The third phase, and the most important in developing a truly accessible product, is to have disabled users test it — the same users you’re trying to accommodate. You need to make it fit their methods, rather than the other way around.
Like our testing with the DAC, it will be amazing how they can show you that you have made incorrect assumptions about something, and how often barriers can crop up.
Then, when the fix has been implemented, you need to repeat the process again — fully. It’s easy to make a tweak and not realize that you’ve caused an issue for someone reliant upon accessible technology, so you need to check with people who will be affected.
Remember that finding and making the changes when you’re at the design and development stage is ideal, and avoids costly retrospective changes. Accessibility testing is just usability testing, but with a subset for disabled users.

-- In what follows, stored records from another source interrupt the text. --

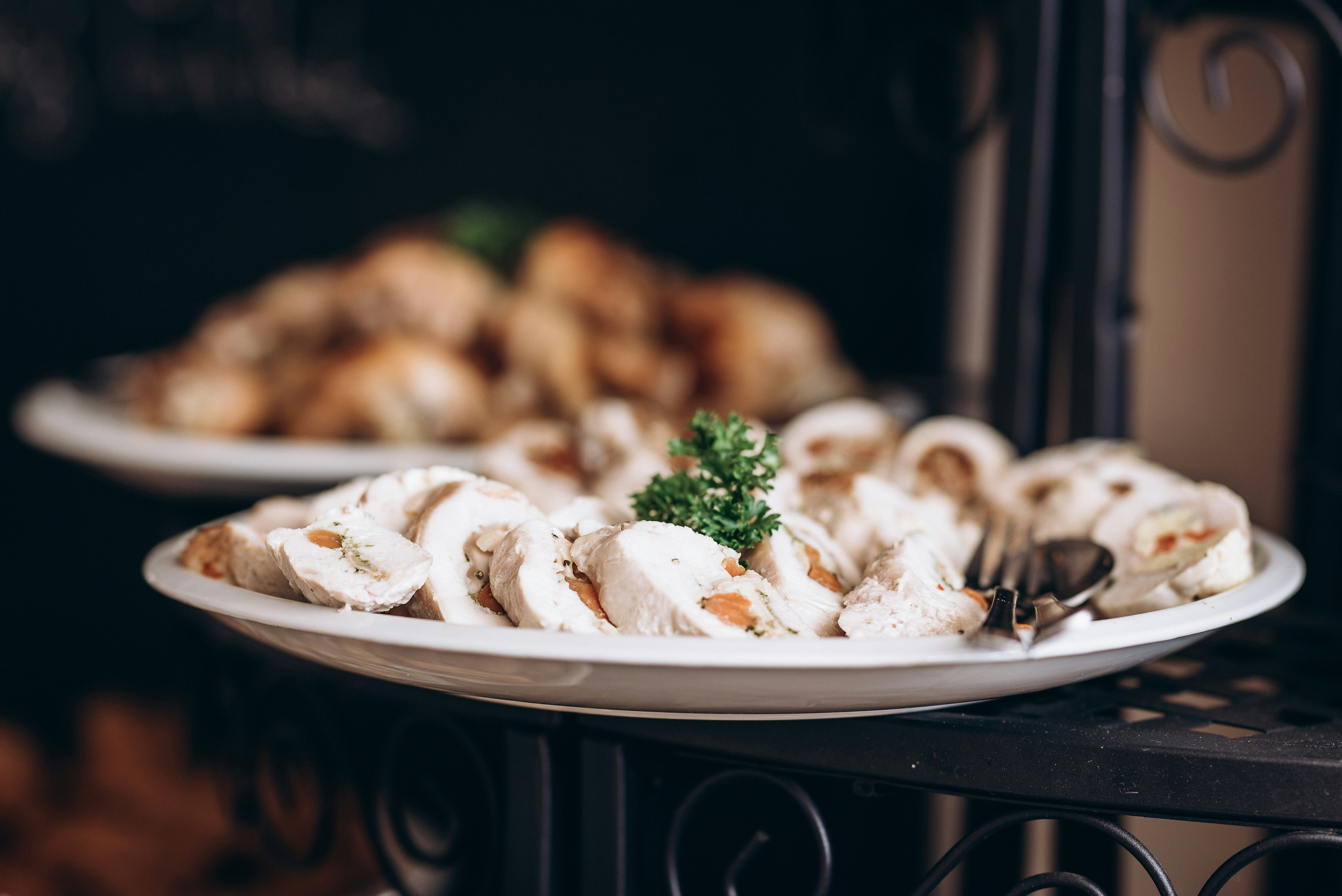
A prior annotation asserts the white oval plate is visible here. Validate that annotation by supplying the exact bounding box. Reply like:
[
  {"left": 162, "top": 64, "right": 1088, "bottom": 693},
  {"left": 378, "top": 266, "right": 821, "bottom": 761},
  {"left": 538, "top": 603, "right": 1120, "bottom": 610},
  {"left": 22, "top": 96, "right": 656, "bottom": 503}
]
[
  {"left": 13, "top": 380, "right": 478, "bottom": 498},
  {"left": 144, "top": 530, "right": 1304, "bottom": 719}
]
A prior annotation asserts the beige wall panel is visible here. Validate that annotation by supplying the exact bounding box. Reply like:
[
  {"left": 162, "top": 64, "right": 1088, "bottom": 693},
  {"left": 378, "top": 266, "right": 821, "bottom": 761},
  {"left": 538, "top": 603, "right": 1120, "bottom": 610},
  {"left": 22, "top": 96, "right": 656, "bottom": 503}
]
[{"left": 1130, "top": 16, "right": 1316, "bottom": 530}]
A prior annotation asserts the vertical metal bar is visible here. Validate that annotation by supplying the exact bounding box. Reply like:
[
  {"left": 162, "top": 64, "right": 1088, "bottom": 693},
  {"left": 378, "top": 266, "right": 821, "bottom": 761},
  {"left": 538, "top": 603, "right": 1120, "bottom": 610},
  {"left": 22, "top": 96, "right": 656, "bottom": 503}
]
[
  {"left": 1282, "top": 10, "right": 1342, "bottom": 612},
  {"left": 503, "top": 731, "right": 554, "bottom": 896},
  {"left": 993, "top": 0, "right": 1062, "bottom": 451},
  {"left": 1065, "top": 0, "right": 1131, "bottom": 439},
  {"left": 581, "top": 740, "right": 628, "bottom": 896}
]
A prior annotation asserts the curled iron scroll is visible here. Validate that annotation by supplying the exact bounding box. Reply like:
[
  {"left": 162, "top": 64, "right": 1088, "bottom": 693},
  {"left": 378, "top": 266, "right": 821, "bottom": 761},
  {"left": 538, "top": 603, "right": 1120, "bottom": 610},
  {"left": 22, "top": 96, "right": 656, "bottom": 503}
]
[
  {"left": 913, "top": 809, "right": 1175, "bottom": 896},
  {"left": 1142, "top": 28, "right": 1304, "bottom": 174}
]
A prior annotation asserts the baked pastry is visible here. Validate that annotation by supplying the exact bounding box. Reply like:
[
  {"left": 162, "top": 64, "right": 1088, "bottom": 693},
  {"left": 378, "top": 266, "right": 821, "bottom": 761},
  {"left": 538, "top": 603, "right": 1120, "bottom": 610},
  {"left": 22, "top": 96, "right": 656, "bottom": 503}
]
[
  {"left": 670, "top": 274, "right": 861, "bottom": 420},
  {"left": 336, "top": 233, "right": 501, "bottom": 349},
  {"left": 481, "top": 420, "right": 582, "bottom": 514},
  {"left": 778, "top": 398, "right": 903, "bottom": 476},
  {"left": 517, "top": 219, "right": 660, "bottom": 334},
  {"left": 282, "top": 337, "right": 489, "bottom": 441}
]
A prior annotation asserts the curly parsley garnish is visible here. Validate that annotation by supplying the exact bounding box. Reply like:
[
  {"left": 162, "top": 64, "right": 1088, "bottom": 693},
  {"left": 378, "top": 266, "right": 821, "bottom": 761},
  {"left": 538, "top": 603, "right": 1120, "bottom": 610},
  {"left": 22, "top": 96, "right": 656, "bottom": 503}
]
[{"left": 632, "top": 410, "right": 782, "bottom": 551}]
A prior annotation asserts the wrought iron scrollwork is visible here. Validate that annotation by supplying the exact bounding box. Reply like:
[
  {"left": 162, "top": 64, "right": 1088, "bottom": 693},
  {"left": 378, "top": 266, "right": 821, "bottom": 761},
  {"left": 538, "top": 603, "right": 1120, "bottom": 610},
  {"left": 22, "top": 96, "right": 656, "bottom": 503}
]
[
  {"left": 368, "top": 714, "right": 502, "bottom": 896},
  {"left": 1198, "top": 830, "right": 1342, "bottom": 896},
  {"left": 666, "top": 768, "right": 834, "bottom": 896},
  {"left": 250, "top": 684, "right": 340, "bottom": 868},
  {"left": 1142, "top": 0, "right": 1342, "bottom": 174},
  {"left": 1142, "top": 28, "right": 1304, "bottom": 174},
  {"left": 913, "top": 810, "right": 1170, "bottom": 896}
]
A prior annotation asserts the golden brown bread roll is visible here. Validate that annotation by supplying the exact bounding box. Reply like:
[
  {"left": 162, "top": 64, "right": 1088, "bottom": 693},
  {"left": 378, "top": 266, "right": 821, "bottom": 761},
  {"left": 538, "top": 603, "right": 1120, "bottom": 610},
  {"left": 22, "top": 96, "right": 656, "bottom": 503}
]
[
  {"left": 336, "top": 233, "right": 499, "bottom": 349},
  {"left": 494, "top": 292, "right": 596, "bottom": 420},
  {"left": 518, "top": 219, "right": 662, "bottom": 333},
  {"left": 283, "top": 337, "right": 489, "bottom": 441},
  {"left": 128, "top": 349, "right": 271, "bottom": 436},
  {"left": 671, "top": 274, "right": 861, "bottom": 420},
  {"left": 190, "top": 264, "right": 340, "bottom": 364},
  {"left": 591, "top": 334, "right": 695, "bottom": 410}
]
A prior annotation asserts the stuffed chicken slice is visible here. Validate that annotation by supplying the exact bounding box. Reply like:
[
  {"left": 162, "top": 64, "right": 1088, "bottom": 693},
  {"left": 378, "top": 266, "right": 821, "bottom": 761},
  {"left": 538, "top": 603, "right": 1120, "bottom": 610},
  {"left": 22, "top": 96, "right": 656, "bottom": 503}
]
[
  {"left": 177, "top": 520, "right": 299, "bottom": 599},
  {"left": 407, "top": 476, "right": 545, "bottom": 625},
  {"left": 481, "top": 420, "right": 582, "bottom": 514},
  {"left": 839, "top": 532, "right": 988, "bottom": 637},
  {"left": 741, "top": 514, "right": 861, "bottom": 637},
  {"left": 800, "top": 474, "right": 980, "bottom": 567},
  {"left": 572, "top": 520, "right": 809, "bottom": 637},
  {"left": 358, "top": 465, "right": 479, "bottom": 535},
  {"left": 1091, "top": 483, "right": 1253, "bottom": 617},
  {"left": 490, "top": 519, "right": 617, "bottom": 634},
  {"left": 778, "top": 398, "right": 902, "bottom": 475},
  {"left": 891, "top": 417, "right": 1016, "bottom": 504},
  {"left": 266, "top": 507, "right": 432, "bottom": 613}
]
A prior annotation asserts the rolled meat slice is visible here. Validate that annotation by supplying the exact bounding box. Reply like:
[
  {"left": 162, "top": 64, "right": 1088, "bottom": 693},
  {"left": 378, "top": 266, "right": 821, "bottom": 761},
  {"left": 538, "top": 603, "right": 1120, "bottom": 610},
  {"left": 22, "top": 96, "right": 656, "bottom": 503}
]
[
  {"left": 481, "top": 420, "right": 582, "bottom": 514},
  {"left": 545, "top": 495, "right": 624, "bottom": 541},
  {"left": 177, "top": 520, "right": 302, "bottom": 601},
  {"left": 741, "top": 514, "right": 861, "bottom": 637},
  {"left": 801, "top": 474, "right": 980, "bottom": 569},
  {"left": 266, "top": 507, "right": 432, "bottom": 613},
  {"left": 247, "top": 476, "right": 373, "bottom": 535},
  {"left": 780, "top": 398, "right": 903, "bottom": 476},
  {"left": 407, "top": 476, "right": 545, "bottom": 625},
  {"left": 839, "top": 532, "right": 988, "bottom": 637},
  {"left": 358, "top": 465, "right": 479, "bottom": 535},
  {"left": 490, "top": 519, "right": 619, "bottom": 634},
  {"left": 891, "top": 417, "right": 1016, "bottom": 506},
  {"left": 572, "top": 520, "right": 800, "bottom": 637},
  {"left": 1091, "top": 483, "right": 1253, "bottom": 617}
]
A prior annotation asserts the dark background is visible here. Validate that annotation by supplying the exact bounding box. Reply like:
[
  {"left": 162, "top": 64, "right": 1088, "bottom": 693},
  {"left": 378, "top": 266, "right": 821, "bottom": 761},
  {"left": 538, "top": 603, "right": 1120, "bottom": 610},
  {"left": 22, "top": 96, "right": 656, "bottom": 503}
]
[{"left": 0, "top": 0, "right": 988, "bottom": 734}]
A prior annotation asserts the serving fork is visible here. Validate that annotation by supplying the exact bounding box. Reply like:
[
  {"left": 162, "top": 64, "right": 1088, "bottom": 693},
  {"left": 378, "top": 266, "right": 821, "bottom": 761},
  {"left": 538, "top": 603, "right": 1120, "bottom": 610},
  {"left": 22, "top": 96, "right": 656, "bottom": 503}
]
[{"left": 965, "top": 516, "right": 1114, "bottom": 649}]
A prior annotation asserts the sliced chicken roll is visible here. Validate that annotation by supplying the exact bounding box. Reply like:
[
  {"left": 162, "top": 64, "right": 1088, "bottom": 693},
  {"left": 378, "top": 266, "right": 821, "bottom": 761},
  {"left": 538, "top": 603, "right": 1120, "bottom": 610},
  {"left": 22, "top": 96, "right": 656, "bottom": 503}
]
[
  {"left": 839, "top": 532, "right": 988, "bottom": 637},
  {"left": 801, "top": 474, "right": 980, "bottom": 567},
  {"left": 266, "top": 507, "right": 433, "bottom": 613},
  {"left": 490, "top": 519, "right": 619, "bottom": 634},
  {"left": 1091, "top": 483, "right": 1253, "bottom": 617},
  {"left": 247, "top": 476, "right": 373, "bottom": 535},
  {"left": 891, "top": 417, "right": 1016, "bottom": 504},
  {"left": 992, "top": 439, "right": 1186, "bottom": 541},
  {"left": 358, "top": 467, "right": 479, "bottom": 535},
  {"left": 407, "top": 476, "right": 545, "bottom": 625},
  {"left": 780, "top": 398, "right": 903, "bottom": 476},
  {"left": 481, "top": 420, "right": 582, "bottom": 514},
  {"left": 572, "top": 520, "right": 801, "bottom": 637},
  {"left": 741, "top": 514, "right": 861, "bottom": 637},
  {"left": 177, "top": 520, "right": 302, "bottom": 599}
]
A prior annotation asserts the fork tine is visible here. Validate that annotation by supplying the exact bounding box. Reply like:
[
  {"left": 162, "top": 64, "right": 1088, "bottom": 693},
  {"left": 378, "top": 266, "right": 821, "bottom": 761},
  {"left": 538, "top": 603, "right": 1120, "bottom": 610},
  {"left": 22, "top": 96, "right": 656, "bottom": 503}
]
[
  {"left": 988, "top": 516, "right": 1016, "bottom": 587},
  {"left": 965, "top": 514, "right": 993, "bottom": 589}
]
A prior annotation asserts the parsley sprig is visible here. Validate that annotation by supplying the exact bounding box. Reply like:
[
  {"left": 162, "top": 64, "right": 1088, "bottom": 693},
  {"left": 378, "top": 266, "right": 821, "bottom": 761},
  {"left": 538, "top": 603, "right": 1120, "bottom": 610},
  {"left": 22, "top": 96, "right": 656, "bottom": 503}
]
[{"left": 632, "top": 410, "right": 782, "bottom": 551}]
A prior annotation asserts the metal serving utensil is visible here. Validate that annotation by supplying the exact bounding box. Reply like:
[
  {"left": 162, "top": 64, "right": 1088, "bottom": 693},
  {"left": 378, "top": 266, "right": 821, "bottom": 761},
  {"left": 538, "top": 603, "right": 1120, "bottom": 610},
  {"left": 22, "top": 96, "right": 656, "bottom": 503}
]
[
  {"left": 965, "top": 516, "right": 1031, "bottom": 651},
  {"left": 1031, "top": 538, "right": 1114, "bottom": 644}
]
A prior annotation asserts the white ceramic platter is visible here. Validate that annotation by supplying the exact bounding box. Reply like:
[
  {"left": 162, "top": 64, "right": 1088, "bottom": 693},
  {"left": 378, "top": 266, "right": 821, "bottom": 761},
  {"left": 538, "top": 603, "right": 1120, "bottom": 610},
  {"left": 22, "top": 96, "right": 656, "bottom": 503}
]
[
  {"left": 144, "top": 531, "right": 1304, "bottom": 719},
  {"left": 13, "top": 380, "right": 476, "bottom": 498}
]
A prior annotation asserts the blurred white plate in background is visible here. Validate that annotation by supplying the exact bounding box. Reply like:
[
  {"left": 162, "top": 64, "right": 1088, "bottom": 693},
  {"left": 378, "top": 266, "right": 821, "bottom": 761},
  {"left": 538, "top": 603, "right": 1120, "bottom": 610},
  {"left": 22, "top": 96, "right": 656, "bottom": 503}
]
[{"left": 13, "top": 380, "right": 476, "bottom": 498}]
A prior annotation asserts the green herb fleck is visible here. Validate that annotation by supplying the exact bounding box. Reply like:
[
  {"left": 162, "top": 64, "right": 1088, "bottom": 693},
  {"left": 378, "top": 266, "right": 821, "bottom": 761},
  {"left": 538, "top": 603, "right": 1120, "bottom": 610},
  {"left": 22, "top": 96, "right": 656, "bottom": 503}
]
[{"left": 631, "top": 410, "right": 782, "bottom": 551}]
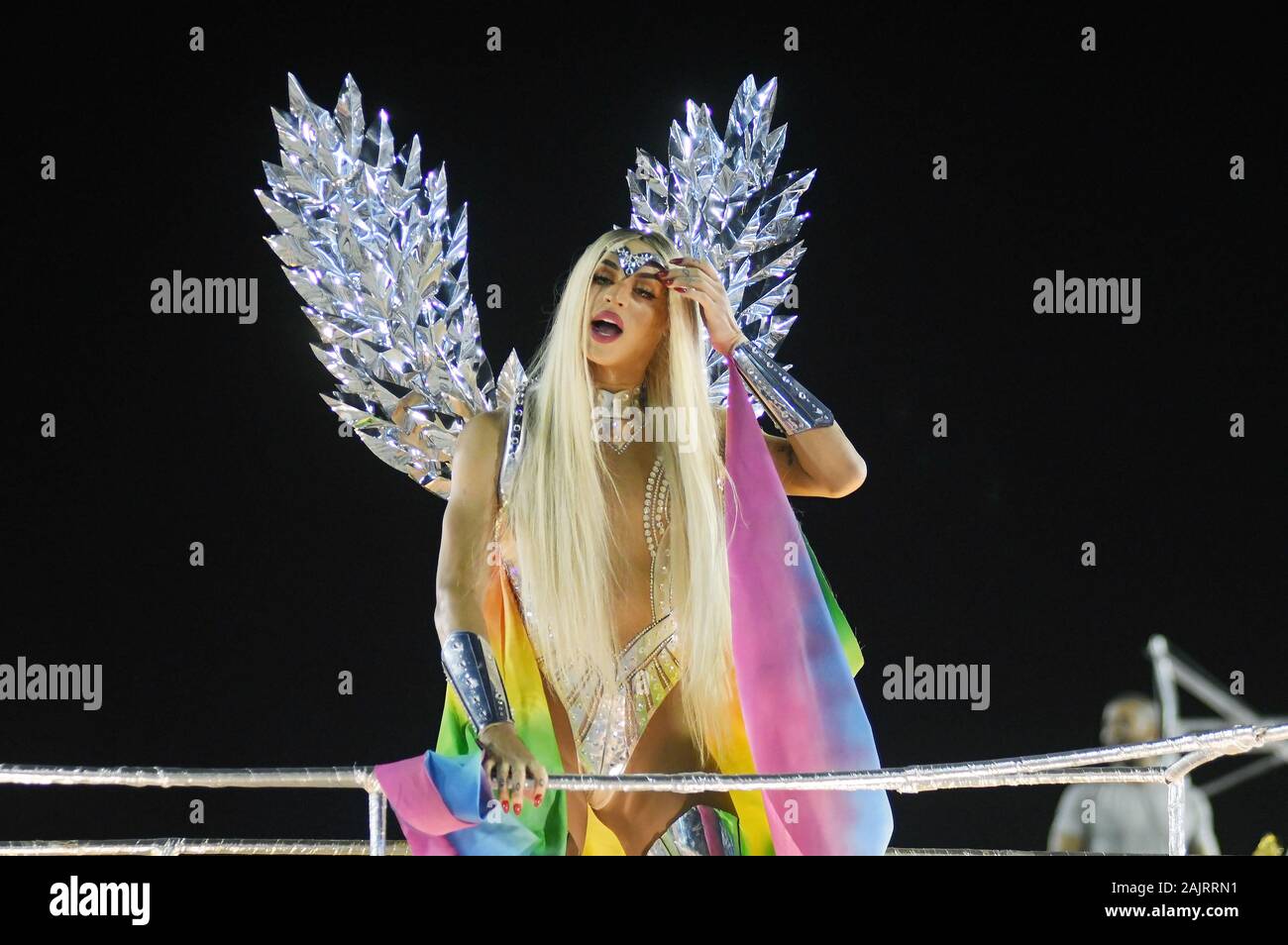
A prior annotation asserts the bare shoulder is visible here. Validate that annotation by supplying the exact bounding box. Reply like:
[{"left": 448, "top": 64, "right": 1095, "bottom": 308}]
[{"left": 452, "top": 409, "right": 506, "bottom": 507}]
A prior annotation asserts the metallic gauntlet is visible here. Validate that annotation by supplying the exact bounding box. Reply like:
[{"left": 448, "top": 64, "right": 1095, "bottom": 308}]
[
  {"left": 729, "top": 341, "right": 833, "bottom": 437},
  {"left": 443, "top": 630, "right": 514, "bottom": 738}
]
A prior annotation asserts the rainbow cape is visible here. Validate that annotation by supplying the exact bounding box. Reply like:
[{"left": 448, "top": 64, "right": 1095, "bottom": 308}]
[{"left": 375, "top": 362, "right": 893, "bottom": 856}]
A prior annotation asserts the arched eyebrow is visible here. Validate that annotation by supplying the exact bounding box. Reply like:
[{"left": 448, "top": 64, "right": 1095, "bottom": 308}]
[{"left": 599, "top": 257, "right": 662, "bottom": 279}]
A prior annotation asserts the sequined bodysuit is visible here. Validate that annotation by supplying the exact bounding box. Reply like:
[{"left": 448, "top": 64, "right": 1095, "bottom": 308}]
[{"left": 493, "top": 385, "right": 680, "bottom": 775}]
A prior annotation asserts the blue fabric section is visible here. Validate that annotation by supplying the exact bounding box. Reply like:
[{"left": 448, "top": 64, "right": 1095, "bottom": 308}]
[{"left": 425, "top": 748, "right": 540, "bottom": 856}]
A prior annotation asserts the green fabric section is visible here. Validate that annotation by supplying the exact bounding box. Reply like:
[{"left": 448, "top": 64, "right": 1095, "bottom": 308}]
[
  {"left": 715, "top": 807, "right": 752, "bottom": 856},
  {"left": 802, "top": 532, "right": 863, "bottom": 676},
  {"left": 434, "top": 686, "right": 568, "bottom": 856}
]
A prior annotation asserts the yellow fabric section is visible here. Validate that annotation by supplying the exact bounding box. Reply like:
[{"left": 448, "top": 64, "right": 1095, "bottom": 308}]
[{"left": 581, "top": 807, "right": 626, "bottom": 856}]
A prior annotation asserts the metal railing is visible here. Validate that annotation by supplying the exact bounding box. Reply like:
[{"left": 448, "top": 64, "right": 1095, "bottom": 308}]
[{"left": 0, "top": 723, "right": 1288, "bottom": 856}]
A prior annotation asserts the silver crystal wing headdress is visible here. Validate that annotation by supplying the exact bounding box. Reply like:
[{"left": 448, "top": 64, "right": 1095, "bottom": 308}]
[
  {"left": 255, "top": 74, "right": 525, "bottom": 498},
  {"left": 626, "top": 74, "right": 814, "bottom": 417}
]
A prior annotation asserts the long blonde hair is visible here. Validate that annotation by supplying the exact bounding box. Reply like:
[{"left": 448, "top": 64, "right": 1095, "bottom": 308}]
[{"left": 509, "top": 229, "right": 734, "bottom": 764}]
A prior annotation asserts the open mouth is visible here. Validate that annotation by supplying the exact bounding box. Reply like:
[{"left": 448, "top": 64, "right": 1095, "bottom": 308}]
[{"left": 590, "top": 312, "right": 623, "bottom": 341}]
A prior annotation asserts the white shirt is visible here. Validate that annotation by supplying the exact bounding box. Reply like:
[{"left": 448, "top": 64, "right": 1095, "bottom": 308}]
[{"left": 1047, "top": 781, "right": 1220, "bottom": 855}]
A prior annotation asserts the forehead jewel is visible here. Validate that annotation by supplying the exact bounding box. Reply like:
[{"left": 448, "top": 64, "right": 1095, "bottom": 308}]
[{"left": 617, "top": 246, "right": 662, "bottom": 275}]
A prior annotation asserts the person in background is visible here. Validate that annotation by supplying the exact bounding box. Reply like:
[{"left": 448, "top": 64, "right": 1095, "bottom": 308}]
[{"left": 1047, "top": 692, "right": 1221, "bottom": 856}]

It’s important to be mindful that a CMS or other software products will never realistically be 100% accessible. Although Contensis improves the interface for all its users, it’s something we’ll constantly be working on. It’ll never be ‘done’, although that’s true of software in general.
It’s likely that, at some point in the near future, more laws will be introduced to ensure private sector companies are compliant for accessibility. And, the buck stops with the businesses’ decision makers, who should be actively working closely with their developers to ensure compliance across the board.
For now, though, the process of accessibility testing and improvement must continue. We’re constantly working towards a CMS platform that is inclusive for all users, pushing forward in the education and training of our staff and customers so we’re better informed to step out of our own perspective.
We’re encouraging our team to think about designs that will benefit everyone, not just ‘people like me’. Because accessible products benefit everyone. Disability, whether it’s temporary or permanent, can happen to any person and that person could be any one of us.